We’re all terrorists now

So who saw the story about “Sovereign Citizens” on ABC’s 7.30 tonight?

The ABC program reported that a “NSW Counter Terrorism and Special Tactics command assessment” has unveiled a shocking new terrorism threat!

“Sovereign citizens are in Australia and both their numbers and the threat they pose, are growing”

The ABC would have us believe that the US militia movement of the 1990s was about to break forth in Australia:

Police records show the number of Australian sovereign citizens in NSW doubled from 2009 to 2011 and nearly tripled from 2009 to 2012.

Interactions with police increased 50 per cent in 2011, with a “notable increase in threats of violence”.

In the United States, domestic anti-government extremists have murdered 32 law enforcement officers and the Department of Homeland Security now says they’re the number one domestic terrorist threat.

The truth is a little more mundane.

Australia’s sovereignty cranks are more likely to be engaged in banking frauds than armed violence.

Much more likely.

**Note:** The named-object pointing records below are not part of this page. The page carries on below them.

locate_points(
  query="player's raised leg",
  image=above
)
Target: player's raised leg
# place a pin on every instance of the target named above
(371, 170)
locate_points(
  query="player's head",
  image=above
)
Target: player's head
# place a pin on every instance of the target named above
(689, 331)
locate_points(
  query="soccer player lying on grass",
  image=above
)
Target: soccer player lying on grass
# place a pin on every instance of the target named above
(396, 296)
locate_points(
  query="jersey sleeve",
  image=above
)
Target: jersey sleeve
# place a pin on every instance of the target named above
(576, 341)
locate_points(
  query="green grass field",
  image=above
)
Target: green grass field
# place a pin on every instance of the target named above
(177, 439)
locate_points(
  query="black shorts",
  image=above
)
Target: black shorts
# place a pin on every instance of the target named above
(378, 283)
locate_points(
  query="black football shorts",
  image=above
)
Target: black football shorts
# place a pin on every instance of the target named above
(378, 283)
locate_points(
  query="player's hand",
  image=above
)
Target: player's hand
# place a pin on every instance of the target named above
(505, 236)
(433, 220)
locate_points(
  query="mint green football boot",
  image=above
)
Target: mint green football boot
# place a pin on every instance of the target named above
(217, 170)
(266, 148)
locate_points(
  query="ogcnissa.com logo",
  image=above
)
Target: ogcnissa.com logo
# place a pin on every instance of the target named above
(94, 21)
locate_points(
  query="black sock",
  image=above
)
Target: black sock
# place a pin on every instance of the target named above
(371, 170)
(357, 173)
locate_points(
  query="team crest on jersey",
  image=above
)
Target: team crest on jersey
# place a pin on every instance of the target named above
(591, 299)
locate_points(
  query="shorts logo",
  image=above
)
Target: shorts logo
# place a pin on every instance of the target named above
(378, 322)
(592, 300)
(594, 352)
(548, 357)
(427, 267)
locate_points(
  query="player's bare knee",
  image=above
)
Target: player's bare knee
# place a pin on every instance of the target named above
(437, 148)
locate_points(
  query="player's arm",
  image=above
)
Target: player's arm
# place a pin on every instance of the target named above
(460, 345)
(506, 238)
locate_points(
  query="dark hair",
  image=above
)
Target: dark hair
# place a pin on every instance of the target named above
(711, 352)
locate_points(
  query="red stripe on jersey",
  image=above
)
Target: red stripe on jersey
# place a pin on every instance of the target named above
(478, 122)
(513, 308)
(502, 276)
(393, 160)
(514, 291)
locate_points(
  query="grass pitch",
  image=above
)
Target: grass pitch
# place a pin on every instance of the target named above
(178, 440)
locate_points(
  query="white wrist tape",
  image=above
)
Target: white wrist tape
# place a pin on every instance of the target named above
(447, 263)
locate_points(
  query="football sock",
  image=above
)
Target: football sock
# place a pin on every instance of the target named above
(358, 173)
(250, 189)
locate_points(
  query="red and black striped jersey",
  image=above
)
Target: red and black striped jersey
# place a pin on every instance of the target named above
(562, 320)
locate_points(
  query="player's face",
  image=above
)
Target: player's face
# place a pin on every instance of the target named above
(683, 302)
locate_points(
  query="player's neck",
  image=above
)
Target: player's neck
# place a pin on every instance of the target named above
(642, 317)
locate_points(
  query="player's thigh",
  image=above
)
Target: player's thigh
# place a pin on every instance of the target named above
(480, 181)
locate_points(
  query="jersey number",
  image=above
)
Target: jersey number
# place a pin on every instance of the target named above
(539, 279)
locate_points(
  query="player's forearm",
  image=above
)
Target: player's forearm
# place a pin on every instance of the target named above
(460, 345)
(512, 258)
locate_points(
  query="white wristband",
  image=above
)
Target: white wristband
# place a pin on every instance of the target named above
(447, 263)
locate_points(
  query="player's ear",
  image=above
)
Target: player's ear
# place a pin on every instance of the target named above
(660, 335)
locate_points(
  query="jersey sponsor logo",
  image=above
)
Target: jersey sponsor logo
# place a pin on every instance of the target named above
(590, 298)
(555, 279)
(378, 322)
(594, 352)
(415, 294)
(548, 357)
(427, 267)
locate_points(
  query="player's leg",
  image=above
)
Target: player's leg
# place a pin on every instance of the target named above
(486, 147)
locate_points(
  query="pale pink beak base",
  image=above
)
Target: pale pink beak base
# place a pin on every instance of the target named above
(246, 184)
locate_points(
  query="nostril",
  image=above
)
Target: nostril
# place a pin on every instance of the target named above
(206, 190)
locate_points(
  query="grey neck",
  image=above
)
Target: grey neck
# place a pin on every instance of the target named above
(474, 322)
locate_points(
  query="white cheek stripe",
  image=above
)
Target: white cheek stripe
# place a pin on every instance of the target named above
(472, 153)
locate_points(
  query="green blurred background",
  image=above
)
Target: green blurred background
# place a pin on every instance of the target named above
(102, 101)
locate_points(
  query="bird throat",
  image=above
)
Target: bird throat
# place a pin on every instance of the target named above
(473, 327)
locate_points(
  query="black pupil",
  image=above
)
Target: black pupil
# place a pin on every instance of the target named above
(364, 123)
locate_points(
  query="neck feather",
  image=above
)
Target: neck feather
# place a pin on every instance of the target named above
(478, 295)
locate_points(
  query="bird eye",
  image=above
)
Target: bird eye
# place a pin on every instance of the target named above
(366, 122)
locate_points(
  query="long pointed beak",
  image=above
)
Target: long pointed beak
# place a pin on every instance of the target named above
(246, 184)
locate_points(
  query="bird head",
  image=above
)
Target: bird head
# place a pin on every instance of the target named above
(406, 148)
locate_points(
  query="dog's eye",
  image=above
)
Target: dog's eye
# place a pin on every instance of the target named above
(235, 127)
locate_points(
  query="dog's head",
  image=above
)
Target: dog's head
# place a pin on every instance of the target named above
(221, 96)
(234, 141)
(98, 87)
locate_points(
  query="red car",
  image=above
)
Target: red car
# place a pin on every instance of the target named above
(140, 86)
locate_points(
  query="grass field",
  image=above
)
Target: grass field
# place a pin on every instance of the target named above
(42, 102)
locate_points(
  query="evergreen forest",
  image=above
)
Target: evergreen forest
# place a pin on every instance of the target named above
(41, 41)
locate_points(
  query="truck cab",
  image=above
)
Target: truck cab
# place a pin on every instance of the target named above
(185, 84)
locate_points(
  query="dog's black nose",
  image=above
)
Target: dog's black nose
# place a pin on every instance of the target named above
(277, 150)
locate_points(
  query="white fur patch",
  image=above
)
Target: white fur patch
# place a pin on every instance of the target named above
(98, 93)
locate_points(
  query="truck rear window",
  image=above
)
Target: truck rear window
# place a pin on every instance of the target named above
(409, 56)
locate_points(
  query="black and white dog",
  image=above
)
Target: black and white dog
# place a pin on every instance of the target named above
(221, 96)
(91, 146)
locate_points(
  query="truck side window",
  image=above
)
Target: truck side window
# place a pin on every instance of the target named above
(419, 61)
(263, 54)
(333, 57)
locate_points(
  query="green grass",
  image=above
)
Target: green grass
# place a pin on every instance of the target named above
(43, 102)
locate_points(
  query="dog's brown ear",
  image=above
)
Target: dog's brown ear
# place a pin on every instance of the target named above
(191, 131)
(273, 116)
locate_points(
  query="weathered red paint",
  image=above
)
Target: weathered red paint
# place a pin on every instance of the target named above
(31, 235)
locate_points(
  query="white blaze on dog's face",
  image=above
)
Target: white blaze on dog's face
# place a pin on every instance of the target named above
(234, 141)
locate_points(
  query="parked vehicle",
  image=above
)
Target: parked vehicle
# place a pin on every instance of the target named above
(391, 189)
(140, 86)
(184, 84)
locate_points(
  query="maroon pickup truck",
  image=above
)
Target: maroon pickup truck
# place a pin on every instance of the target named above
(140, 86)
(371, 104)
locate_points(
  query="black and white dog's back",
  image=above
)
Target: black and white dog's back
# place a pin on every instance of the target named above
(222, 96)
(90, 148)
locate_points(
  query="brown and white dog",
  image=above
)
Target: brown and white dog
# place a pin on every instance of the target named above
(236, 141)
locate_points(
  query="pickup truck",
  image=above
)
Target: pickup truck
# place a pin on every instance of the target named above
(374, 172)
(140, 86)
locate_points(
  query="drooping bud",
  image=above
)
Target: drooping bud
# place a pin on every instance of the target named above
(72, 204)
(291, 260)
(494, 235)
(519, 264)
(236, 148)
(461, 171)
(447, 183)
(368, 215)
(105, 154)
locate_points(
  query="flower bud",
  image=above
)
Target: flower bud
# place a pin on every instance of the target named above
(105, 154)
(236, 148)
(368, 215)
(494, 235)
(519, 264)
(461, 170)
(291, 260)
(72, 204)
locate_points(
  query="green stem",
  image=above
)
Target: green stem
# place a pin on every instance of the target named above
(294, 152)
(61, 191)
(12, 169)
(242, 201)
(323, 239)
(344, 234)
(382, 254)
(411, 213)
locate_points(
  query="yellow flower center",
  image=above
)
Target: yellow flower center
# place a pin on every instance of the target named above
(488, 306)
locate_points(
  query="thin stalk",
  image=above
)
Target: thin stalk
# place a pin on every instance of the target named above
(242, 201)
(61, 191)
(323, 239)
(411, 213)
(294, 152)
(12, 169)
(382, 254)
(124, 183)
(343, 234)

In the ABC’s report a NSW Police spokesperson concedes that the sovereign citizenship movement has not in fact been associated with any substantial acts of violence in Australia:

Australia had not experienced any of the high impact violence resulting in death or casualties associated with the movement overseas

Sovereign citizens might annoyingly drive around “displaying homemade registration plates”, but they are not the US militia movement of the 1990s. So why the terrorism beat up?

Detective Superintendent John O’Reilly is the commander of the Counter Terrorism and Special Tactics Operation Group for NSW Police.

He said…

“Sovereign citizens are people that don’t buy into our legal framework, our system of government,” he said.

“They consider themselves individuals and operate outside the law and outside our tax system.”

Wow.

I’d be really keen to read the NSW Counter Terrorism and Special Tactics command assessment in question. Who else do they consider potential terrorists?

How about land rights campaigners? An increasing number of Aboriginal people take the slogan “Sovereignty Never Ceded” seriously.

Are First Nations Liberation, Black Nations Rising, or Warriors of the Aboriginal Resistance included on some list of potential terrorists?

What about anarchists? (I ask rather self-interestedly!) Or communists? Or Socialists? What about the growing elements in the environmental movement, trade union movement, or anyone else who has come to see in whose interests our government governs?

Sovereign citizens are cranks, but within Australia they have always been harmless cranks. The idea that Australia’s sovereign citizen movement is capable of anything more than vexatious litigation and creative financial scams is patently absurd. The fact that NSW Police classify them as a terrorist threat is just more evidence of how widely the Australian state is now casting the terrorism net.

Related:

The Monthly, 6 Sept 2014, Freemen movement targets Indigenous Australia.

Living the Dream, 12 Oct 2015, Evereything You Know is Wrong – Conspiracy Theory (podcast).

Cartoon by Randall Munroe, xkcd.
Cartoon by xkcd.

3 Comments

  1. It’s strange that Abbott & Morrison ran with Operation Sovereign Borders and yet they signed Australians up to so many bi-lateral and now a multi-lateral treaty like the TPP with ISDS clauses that bypass our court system altogether. The government’s desire for a consumptive dumbed down obfuscation via frequent reference to the word “sovereign” is particularly irritating especially when considered within the context of the recently enacted metadata laws.

    Are the Yidindji people in the north “terrorists” for seeking their own sovereignty? I doubt it.
    Have successive Queensland Governments failed the people of Palm Island? You bet. The cops up there have dealt with ideas of individuality, identity and sovereignty with force and violence in the past.

    The 7:30 story is pretty bad especially when you consider that transnational corporations consider the corporate veil a sovereign right to not pay taxes and collect subsidies from cronies in government.

    Reply
  2. “Police records show the number of Australian sovereign citizens in NSW doubled from 2009 to 2011 and nearly tripled from 2009 to 2012.

    Interactions with police increased 50 per cent in 2011, with a ‘notable increase in threats of violence’.”

    Percentage increases from a low base are often used by people wanting to spread alarm. In the above sentences, there is no indication about the denominator at all, so there is no evidence that there is any substantial phenomenon worth reporting on. For instance:

    “… the number of Australian sovereign citizens in NSW doubled from 2009 to 2011” could conceivably mean that it increased from 1 to 2.

    “… and nearly tripled from 2009 to 2012” could conceivably mean it increased from 3 to 8.

    “Interactions with police increased 50 per cent in 2011” could conceivably mean an increase from 2 to 3.

    Now, the actual numbers are likely to be higher than this, but if they were a lot higher, the report would have used them as well as the percentage increases.

    This report looks like an ambit bid for a budget increase from the NSW Government.

    Reply
    • I like how the ABC article says they “obtained” this report. Obtained how?

      If they’d done an FOI request they would have trumpeted it in the article. If it had been leaked, the leak would be half the story!